Transforming Static Images into Cinematic Explosions with Wan2.1

CN
ComfyUI.org
2025-05-19 08:55:26

1. Workflow Overview

mauumu9tvtq58vwwigc9e5cbefdb6b0b2c9fc798e2ab43dcc7c80e57cdddb072b9760c34a52c610d973.gif

This workflow generates high-dynamic explosion effect videos using the "Wan2.1" video generation model, transforming static images (e.g., mecha characters) into dynamic clips with explosions, fire, and debris. Key features:

  • Image-to-Video: Adds effects like explosions based on input images.

  • Multimodal Control: Combines text prompts (e.g., "intense explosion + terrified expression") with image semantics.

  • Professional Optimization: Supports tiled rendering and VRAM management for HD output.

Core Models:

  • Wan2.1-I2V-14B: Main video model (14B params, 480P output).

  • UMT5-XXL Text Encoder: Processes Chinese/English prompts.

  • Explosion LoRA: WAN2.1 ZOEY Explosion I2V_Alpha, enhances physics details.


2. Key Components

Critical Nodes:

  1. WanVideoModelLoader:

    • Loads Wan2.1 model (Wan2_1-I2V-14B-480P_fp8_e4m3fn.safetensors).

    • Supports bf16/fp8 precision and VRAM optimization.

  2. WanVideoTextEncode:

    • Input bilingual prompts (e.g., "baozha, violent explosion behind the character...").

    • Uses UMT5-XXL for text embeddings.

  3. WanVideoLoraSelect:

    • Loads explosion LoRA (default weight: 1.0).

  4. WanVideoSampler:

    • Key sampler settings:

      • Steps: 20

      • Sampler: dpm++_sde (optimal for motion).

      • Seed: 1057359483639287 (fixed).

  5. VHS_VideoCombine:

    • Final video synthesis (MP4/GIF, 16fps, CRF19).

Dependencies:

  • Install ComfyUI-WanVideoWrapper and ComfyUI-VideoHelperSuite.

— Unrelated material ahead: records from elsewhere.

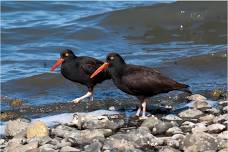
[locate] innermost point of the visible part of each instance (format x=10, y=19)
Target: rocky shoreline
x=199, y=128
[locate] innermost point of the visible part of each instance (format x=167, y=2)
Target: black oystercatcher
x=78, y=69
x=142, y=82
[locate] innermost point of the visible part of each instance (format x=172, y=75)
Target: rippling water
x=186, y=40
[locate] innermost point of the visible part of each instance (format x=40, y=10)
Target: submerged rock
x=14, y=127
x=37, y=129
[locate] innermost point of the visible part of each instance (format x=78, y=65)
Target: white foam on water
x=210, y=102
x=63, y=118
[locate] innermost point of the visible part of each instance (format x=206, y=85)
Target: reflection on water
x=178, y=38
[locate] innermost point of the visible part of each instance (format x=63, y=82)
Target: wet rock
x=83, y=121
x=223, y=103
x=208, y=119
x=223, y=150
x=2, y=141
x=216, y=128
x=41, y=140
x=14, y=127
x=196, y=97
x=191, y=113
x=93, y=147
x=37, y=129
x=68, y=148
x=187, y=126
x=112, y=108
x=161, y=127
x=171, y=117
x=48, y=147
x=200, y=142
x=217, y=93
x=132, y=140
x=63, y=143
x=173, y=143
x=21, y=148
x=8, y=115
x=178, y=137
x=221, y=118
x=142, y=137
x=225, y=109
x=223, y=144
x=16, y=103
x=201, y=105
x=151, y=122
x=223, y=135
x=174, y=130
x=87, y=136
x=168, y=149
x=213, y=111
x=64, y=131
x=122, y=144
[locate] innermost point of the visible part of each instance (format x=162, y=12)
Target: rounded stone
x=37, y=129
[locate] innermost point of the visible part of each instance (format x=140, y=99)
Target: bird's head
x=64, y=55
x=113, y=60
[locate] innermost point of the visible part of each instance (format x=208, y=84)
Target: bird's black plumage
x=140, y=81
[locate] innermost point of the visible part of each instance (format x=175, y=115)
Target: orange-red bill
x=101, y=68
x=58, y=62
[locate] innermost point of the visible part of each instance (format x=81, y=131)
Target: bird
x=139, y=81
x=78, y=69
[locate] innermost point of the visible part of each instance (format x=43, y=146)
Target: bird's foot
x=77, y=100
x=143, y=118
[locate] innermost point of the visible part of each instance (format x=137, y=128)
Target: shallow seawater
x=185, y=40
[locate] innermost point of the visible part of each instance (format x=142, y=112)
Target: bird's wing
x=140, y=79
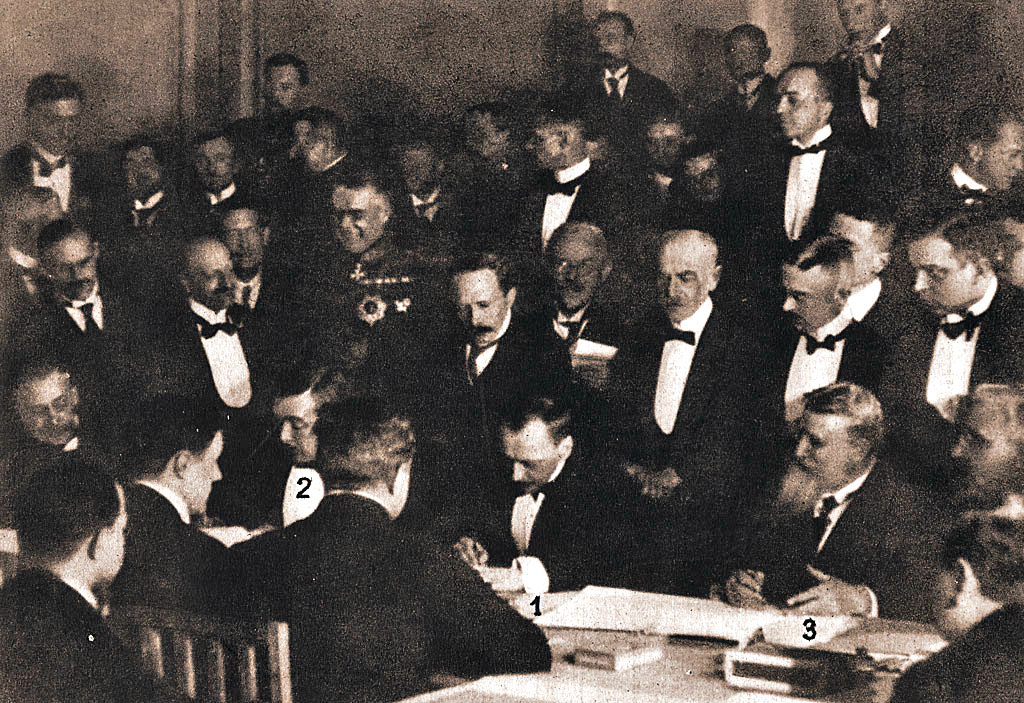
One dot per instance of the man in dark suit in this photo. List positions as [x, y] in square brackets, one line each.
[614, 96]
[427, 208]
[988, 149]
[146, 222]
[49, 159]
[492, 176]
[568, 188]
[81, 318]
[174, 464]
[491, 359]
[567, 518]
[46, 426]
[743, 121]
[406, 608]
[579, 302]
[201, 347]
[969, 328]
[881, 99]
[821, 343]
[807, 179]
[71, 525]
[843, 535]
[682, 388]
[217, 170]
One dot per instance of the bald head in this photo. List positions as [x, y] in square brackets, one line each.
[688, 271]
[207, 274]
[579, 262]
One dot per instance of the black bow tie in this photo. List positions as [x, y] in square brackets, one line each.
[236, 315]
[681, 335]
[967, 325]
[552, 185]
[46, 169]
[827, 343]
[814, 148]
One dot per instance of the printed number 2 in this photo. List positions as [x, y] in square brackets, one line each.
[811, 632]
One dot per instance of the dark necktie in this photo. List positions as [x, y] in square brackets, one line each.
[967, 325]
[814, 148]
[552, 185]
[90, 324]
[474, 354]
[46, 169]
[236, 316]
[827, 343]
[681, 335]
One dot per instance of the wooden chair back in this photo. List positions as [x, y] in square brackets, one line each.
[210, 660]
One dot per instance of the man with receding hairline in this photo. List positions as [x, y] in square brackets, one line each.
[683, 390]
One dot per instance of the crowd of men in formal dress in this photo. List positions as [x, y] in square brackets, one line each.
[769, 354]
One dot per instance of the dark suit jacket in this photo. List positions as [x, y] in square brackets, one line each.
[404, 608]
[602, 201]
[982, 666]
[714, 446]
[167, 562]
[622, 121]
[586, 530]
[848, 176]
[87, 180]
[890, 538]
[998, 357]
[59, 650]
[903, 110]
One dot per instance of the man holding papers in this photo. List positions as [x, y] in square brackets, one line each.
[843, 535]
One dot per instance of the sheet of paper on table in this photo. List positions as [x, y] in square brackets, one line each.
[619, 609]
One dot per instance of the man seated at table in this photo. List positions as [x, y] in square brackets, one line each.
[983, 664]
[844, 534]
[564, 520]
[57, 646]
[390, 608]
[167, 558]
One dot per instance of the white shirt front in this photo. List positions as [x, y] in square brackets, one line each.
[802, 185]
[227, 359]
[303, 493]
[965, 181]
[561, 321]
[430, 211]
[623, 77]
[869, 104]
[949, 372]
[58, 181]
[811, 371]
[677, 357]
[524, 513]
[74, 309]
[487, 354]
[558, 205]
[843, 497]
[179, 504]
[218, 198]
[863, 299]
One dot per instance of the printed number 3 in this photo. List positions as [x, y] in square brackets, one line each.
[811, 632]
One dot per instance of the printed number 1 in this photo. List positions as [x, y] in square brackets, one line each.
[811, 632]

  • Download models from LibLibAI to:

    • Main model: ComfyUI/models/wan_video

    • LoRA: ComfyUI/models/loras


3. Workflow Structure

  1. Model Loading:

    • Load video model, text encoder, VAE, and LoRA.

  2. Input Processing:

    • Resize input image (e.g., mecha_valkyrie.png to 832x832) → CLIP vision encode.

  3. Video Generation:

    • Fuse text/image embeddings → Sampler → Latent frames.

  4. Output:

    • Decode latent → Combine video → Save as MP4 (default: WanVideo2_1_T2V).


4. Input & Output

Input Parameters:

  • Image: Recommended resolution ≥832x832 (e.g., mecha valkyrie image).

  • Text Prompt: Must include explosion keywords (Chinese/English).

  • Seed: Random or fixed (e.g., 1057359483639287).

Output:

  • 480P MP4 video with explosion effects (saved to ComfyUI/output).

  • Example output description:

    "Violent explosion behind the character, flying debris, terrified expression, vibrant colors."


5. Notes

  • VRAM: ≥16GB required (24GB recommended for HD rendering).

  • Compatibility:

    • Only works with Wan2.1 models (not compatible with Stable Diffusion).

    • LoRAs must match Wan2.1-I2V version.

  • Troubleshooting:

    • Missing WanVideoWrapper causes node errors.

    • Adjust ImageResizeKJ if input isn't square.